请注意，上面的 QAT Recipe 会生成一个未量化的 bfloat16 模型。模型结构与不使用 QAT 进行常规完全微调生成的模型完全相同，只是权重不同。要实际获得量化模型，请复制并对量化 config 进行以下修改

tune cp quantization custom_quantization.yaml

# Model arguments
model:
  _component_: torchtune.models.llama3.llama3_8b

checkpointer:
  _component_: torchtune.training.FullModelMetaCheckpointer
  checkpoint_dir: <your QAT checkpoint dir>
  checkpoint_files: [meta_model_0.pt]
  recipe_checkpoint: null
  output_dir: <your QAT checkpoint dir>
  model_type: LLAMA3

...

quantizer:
  _component_: torchtune.training.quantization.Int8DynActInt4WeightQATQuantizer
  groupsize: 256

以下命令执行 QAT 流程中的 convert 步骤，它实际上将浮点模型量化为具有量化权重的模型

tune run quantize --config custom_quantization.yaml

注意

确保使用与微调模型时相同的 QAT 量化器，否则数值会不准确，量化模型的性能会很差。

评估量化模型¶

现在我们有了一个量化模型，我们可以对其进行一些评估，并将结果与不使用 QAT 的常规微调（即训练后量化）进行比较。为了实现这一点，我们使用了集成在 torchtune 中的 EleutherAI 的评估工具 (evaluation harness)。首先，复制评估 config 并进行以下更改

tune cp eleuther_evaluation custom_eleuther_evaluation.yaml

# Model arguments
model:
  _component_: torchtune.models.llama3.llama3_8b

checkpointer:
  _component_: torchtune.training.FullModelTorchTuneCheckpointer
  checkpoint_dir: <your quantized model checkpoint dir>
  checkpoint_files: [meta_model_0-8da4w.pt]
  recipe_checkpoint: null
  output_dir: <your quantized model checkpoint dir>
  model_type: LLAMA3

...

# EleutherAI specific eval args
tasks: ["hellaswag", "wikitext"]
limit: null
max_seq_length: 8192
batch_size: 8

quantizer:
  _component_: torchtune.training.quantization.Int8DynActInt4WeightQuantizer
  groupsize: 256

注意

由于我们传入的是量化模型，请务必使用相应的训练后量化器而不是 QAT 量化器。例如，如果您在微调期间使用了 Int8DynActInt4WeightQATQuantizer，则在此步骤中应指定 Int8DynActInt4WeightQuantizer。有关支持的量化器完整列表，请参阅量化 Recipe。

现在运行评估 Recipe

tune run eleuther_eval --config my_eleuther_evaluation.yaml

结果应该看起来像这样

# QAT quantized model evaluation results (int8 activations + int4 weights)

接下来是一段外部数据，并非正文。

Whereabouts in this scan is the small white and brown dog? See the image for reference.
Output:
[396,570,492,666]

|  Tasks  |Version|Filter|n-shot|    Metric     |Value |   |Stderr|
|---------|------:|------|-----:|---------------|-----:|---|------|
|wikitext |      2|none  |     0|word_perplexity|9.9148|±  |N/A   |
|         |       |none  |     0|byte_perplexity|1.5357|±  |N/A   |
|         |       |none  |     0|bits_per_byte  |0.6189|±  |N/A   |
|hellaswag|      1|none  |     0|acc            |0.5687|±  |0.0049|
|         |       |none  |     0|acc_norm       |0.7536|±  |0.0043|

将这些结果与不使用 QAT 进行微调的模型进行比较，我们可以看到，与 PTQ 相比，QAT 能够恢复原始未量化模型中量化退化的大部分。例如，与原始未量化模型相比，hellaswag 任务中的归一化准确率使用 PTQ 下降了 2.20%，而使用 QAT 仅下降了 0.74%。类似地，wikitext 任务中的词语困惑度使用 PTQ 增加了 2.048，而使用 QAT 仅增加了 1.190（越低越好）。

# PTQ quantized model evaluation results (int8 activations + int4 weights)

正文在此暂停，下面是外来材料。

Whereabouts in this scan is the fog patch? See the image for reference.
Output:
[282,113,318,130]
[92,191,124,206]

|  Tasks  |Version|Filter|n-shot|    Metric     | Value |   |Stderr|
|---------|------:|------|-----:|---------------|------:|---|------|
|wikitext |      2|none  |     0|word_perplexity|10.7735|±  |N/A   |
|         |       |none  |     0|byte_perplexity| 1.5598|±  |N/A   |
|         |       |none  |     0|bits_per_byte  | 0.6413|±  |N/A   |
|hellaswag|      1|none  |     0|acc            | 0.5481|±  |0.0050|
|         |       |none  |     0|acc_norm       | 0.7390|±  |0.0044|

# Float model evaluation results (bfloat16)

|  Tasks  |Version|Filter|n-shot|    Metric     |Value |   |Stderr|
|---------|------:|------|-----:|---------------|-----:|---|------|
|wikitext |      2|none  |     0|word_perplexity|8.7251|±  |N/A   |
|         |       |none  |     0|byte_perplexity|1.4994|±  |N/A   |
|         |       |none  |     0|bits_per_byte  |0.5844|±  |N/A   |
|hellaswag|      1|none  |     0|acc            |0.5740|±  |0.0049|
|         |       |none  |     0|acc_norm       |0.7610|±  |0.0043|

因此，QAT 流程生成的量化模型性能优于训练后量化模型。重要的是，在这两种流程中，量化模型结构是相同的，因此模型大小、内存使用情况以及所有其他性能特征也相同。

请注意，尽管权重被量化为 int4，但 QAT 和 PTQ 流程的量化模型大小均为 8.187 GB，而原始浮点模型为 14.958 GB。这是因为该量化器使用 int8 来表示权重，因为 PyTorch 不支持原生 int4 数据类型。一种更有效的表示方法是打包 int4 权重，这将使量化模型大小减半。这是 Int4WeightOnlyQuantizer 的作用，相应的 QAT 量化器将在未来添加。

将 QAT 模型降低到设备上（可选）¶

量化模型的一个重要动机是能够在资源受限的环境中运行它。您可以按照这些说明，使用 executorch 将您的 QAT Llama3 模型进一步降低到边缘设备，例如智能手机。例如，以下命令将模型降低到 XNNPACK 后端

python -m examples.models.llama2.export_llama --checkpoint <your QAT checkpoint> -p <params.json> -kv --use_sdpa_with_kv_cache -X -qmode 8da4w --group_size 256 -d fp32 --metadata '{"get_bos_id":128000, "get_eos_id":128001}' --embedding-quantize 4,32 --output_name="llama3_8da4w.pte"

这会得到一个更小的量化模型，大小为 3.881 GB。在 OnePlus 12 智能手机上进行基准测试时，该模型也达到了与训练后量化模型相同的推理和生成速度。这是因为两种流程中的模型结构是相同的

	QAT	PTQ
量化模型大小	3.881 GB	3.881 GB
推理速度	9.709 tok/s	9.815 tok/s
生成速度	11.316 tok/s	11.364 tok/s